Everyone is after the money...
...I don't have!
I just got contacted by the FBI via email, saying they are gonna help get some money owed to me as long as I send $250 to some Nigerians! I can't wait!
These Nigerians are crafty people when it comes to using email. I know not all Nigerians are involved in these internet scams, it just seems like it. A few don't even have internet access and must scam you in some old fashioned way, like guns, rocks and spears. But they are among the happiest people in the world!
It's funny how China can block YouTube and the Apple Store can block Myspace and Best Buy can block Facebook and Canada can block my podcast on iTunes and yet the U. S. and A. can't block Nigeria. I guess it's best we don't the make the best cocoa, I think.
The line at the store looked short so I got up behind a woman at the checkout who had a fist-full of Grocery Coupons and got all of her cart load for FREE! On the way out I asked her how and she said it took a lot of work. I bet!
At Borders I picked up a new book I wanted to get when I first heard about it. The surprising part is I got it for $5! "In Heaven Everything is Fine: The Unsolved Life of Peter Ivers and the Lost History of New Wave Theatre" by Josh Frank and Charlie Buckholtz is a facinating story about the unsolved murder of Peter Ivers in his loft in L.A., his experimental television show, "New Wave Theatre," his many friends like Harold Ramis, Paul Michael Glaser, David Lynch, Dead Kennedys, Black Flag, the Circle Jerks, Devo, Beverly D'Angelo, John Belushi and many many others. It's been the best $5 I've spent in quite some time!
One of the cool things I uncovered, but the connection was made by me and not by the authors, is that a phrase David Lynch is fond of saying when something is super good to him is, "Beyond the Beyond" and I found that it was also a part of Peters Iver's Hindi mantra given to him by his Yogi Alan Finger.
http://www.ishtayoga.com/
Peter Ivers co-wrote with David Lynch this iconic song for "Eraserhead"
And here is another version by The Pixies:
Author Josh Frank & editor Ian Marshall discuss Best of New Wave Theatre:
Backstage Pass: Punk Rock Report with Ivers:
Punk was a great movement where money had no use, where you were in it for something else.
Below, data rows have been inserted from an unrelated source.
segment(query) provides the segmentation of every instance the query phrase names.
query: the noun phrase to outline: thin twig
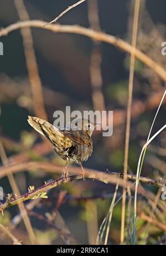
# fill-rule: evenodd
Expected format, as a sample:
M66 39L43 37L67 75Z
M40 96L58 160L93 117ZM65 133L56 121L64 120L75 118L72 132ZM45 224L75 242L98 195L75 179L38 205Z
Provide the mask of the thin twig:
M3 144L2 144L1 141L0 141L0 155L1 155L1 157L2 159L2 162L3 165L7 167L8 165L9 164L8 159L7 157L6 152L4 150ZM9 172L7 175L10 185L12 189L13 193L14 196L15 197L20 196L20 194L18 187L17 186L17 184L16 183L16 181L15 180L14 177L13 176L13 174L12 173ZM31 225L30 220L28 216L26 209L24 206L24 204L23 203L21 203L19 206L20 206L19 210L20 210L21 215L22 216L28 234L29 235L29 239L32 244L35 244L35 237L34 233L33 232L32 227Z
M54 32L72 33L82 35L90 37L94 40L98 40L111 45L113 45L122 51L125 51L130 54L131 54L131 53L133 51L133 47L129 43L124 40L122 40L122 39L116 38L113 36L109 35L106 34L105 33L96 32L93 29L90 29L90 28L86 28L76 25L49 24L48 26L44 27L44 24L45 24L45 22L38 20L26 21L17 22L9 25L5 28L2 28L0 31L0 37L2 36L6 36L11 32L19 28L34 27L50 30ZM152 68L159 76L159 77L160 77L164 81L166 81L166 71L164 67L152 60L145 53L143 53L138 49L135 49L134 55L136 58L139 60L148 67Z
M56 17L56 18L55 18L54 19L53 19L53 21L50 21L50 22L49 22L49 23L48 23L46 24L45 24L44 26L45 26L49 25L49 24L53 23L54 22L56 22L58 19L59 19L61 17L62 17L63 15L64 15L65 13L66 13L66 12L69 12L69 11L71 10L71 9L72 9L73 8L76 7L79 4L80 4L81 3L83 3L83 2L85 2L85 1L86 1L86 0L80 0L80 1L77 2L77 3L72 4L72 6L69 6L69 7L67 9L66 9L65 11L64 11L63 12L61 12L59 15L58 15L58 16Z
M100 21L98 18L98 7L97 0L87 1L88 17L90 27L96 31L100 31ZM94 48L92 50L90 75L92 87L92 100L95 111L105 110L104 96L102 91L102 77L101 72L102 54L100 50L101 42L93 41Z

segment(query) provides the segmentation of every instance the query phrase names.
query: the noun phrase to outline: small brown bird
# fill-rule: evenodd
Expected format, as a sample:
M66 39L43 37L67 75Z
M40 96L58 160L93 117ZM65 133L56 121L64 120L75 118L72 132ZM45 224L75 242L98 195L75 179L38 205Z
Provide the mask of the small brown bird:
M55 151L66 161L64 174L66 178L66 165L68 161L79 164L84 169L82 161L86 161L92 151L91 135L94 127L99 124L94 124L86 119L75 119L60 130L46 121L40 118L28 116L28 122L38 132L45 136L52 144Z

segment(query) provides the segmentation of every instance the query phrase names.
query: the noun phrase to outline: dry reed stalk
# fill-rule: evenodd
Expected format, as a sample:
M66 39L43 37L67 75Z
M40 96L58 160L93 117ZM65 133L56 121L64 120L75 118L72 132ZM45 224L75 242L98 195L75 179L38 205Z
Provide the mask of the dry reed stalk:
M135 62L135 49L136 47L137 35L138 29L138 23L139 17L140 0L136 0L134 4L134 13L133 24L132 40L132 45L133 51L131 52L130 67L129 67L129 76L128 83L128 98L127 102L127 124L126 130L125 138L125 149L124 149L124 183L126 183L125 176L127 174L128 168L128 149L130 134L130 125L131 119L131 109L132 101L132 93L133 86L133 77L134 71ZM123 197L122 199L122 219L121 219L121 243L122 244L124 241L124 223L125 223L125 209L126 209L126 189L123 189Z
M23 0L14 0L14 4L20 20L23 21L29 19L29 16ZM47 120L42 85L38 71L31 29L29 27L22 28L20 32L23 38L27 70L31 85L34 112L37 116Z
M88 3L88 18L90 27L96 31L100 31L97 0L91 0ZM90 73L92 88L92 100L95 111L105 110L104 96L102 91L102 77L101 73L102 55L101 42L94 41L92 50Z
M0 37L6 36L9 33L14 30L27 28L29 27L38 27L44 29L50 30L57 33L71 33L81 35L87 36L94 40L105 42L111 45L113 45L121 51L131 54L134 48L132 45L122 39L113 36L107 35L105 33L96 32L90 28L86 28L76 25L59 25L50 24L44 27L45 22L39 20L25 21L12 24L9 26L0 30ZM136 58L140 60L148 67L152 68L158 76L166 81L166 71L160 64L157 63L149 56L143 53L137 48L134 50Z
Tracy in Hollywood sent me an iPod loaded with stuff and I went to sleep with the earbuds firmly in and Eckart Tolle talking softly in my ear. I fell asleep and had the most bizarre dreams I believe I've ever had! Seriously. Strange. I can't remember everything about them, just a foreboding sense of doom. Overcast. Gloomy. I know I had somehow been offered a book deal and began writing women's romance books. Nice ones. Not too corny. With a bit of supernatural in them. I felt they were beneath me, but money looked like it might start really growing and there was the promise I might start doing what I really wanted to write. A fanbase for me was growing and I tried to call Tracy from a Book Event in a wonderful old hotel, but all the lines were busy. No network connection. Suddenly at the Romance Book Convention it was announced to me that one of my books was gonna be a best seller on the NY Times list. Very exciting. Party. Drinks. Then some girl walked into the room and started crying and a few more people walked into a suite in a hotel and stopped the music and turned on the TV. The President had been killed in some kind of explosion and the next thing I know the whole world collapses financially. Everybody is out of money. Money somehow doesn't mean anything anymore. And I'm on the street it's months later at night and I'm with about five other people and we're scrounging for food and shelter. There were packs of wild dogs and people roaming the streets and burning buildings. We wade across a river, the skyline is lit by flames in the skyscrapers, there are no lights as electricity is gone and we end up standing outside a house just watching it thinking how we could break in and steal what these people might have inside. I turn to look at these other people, one was a young woman and I could see in the men's eyes they were gonna kill who ever was in there just for the food. I wanted to get away so badly, but I was scared and hungry and I knew if I ran they would kill me to.
It was so terrifying a dream I woke up in a sweat. It was that heavy a dream. I don't know what Eckart Tolle was saying while I was dreaming all that, but I might have difficulty listening to him before going to bed again.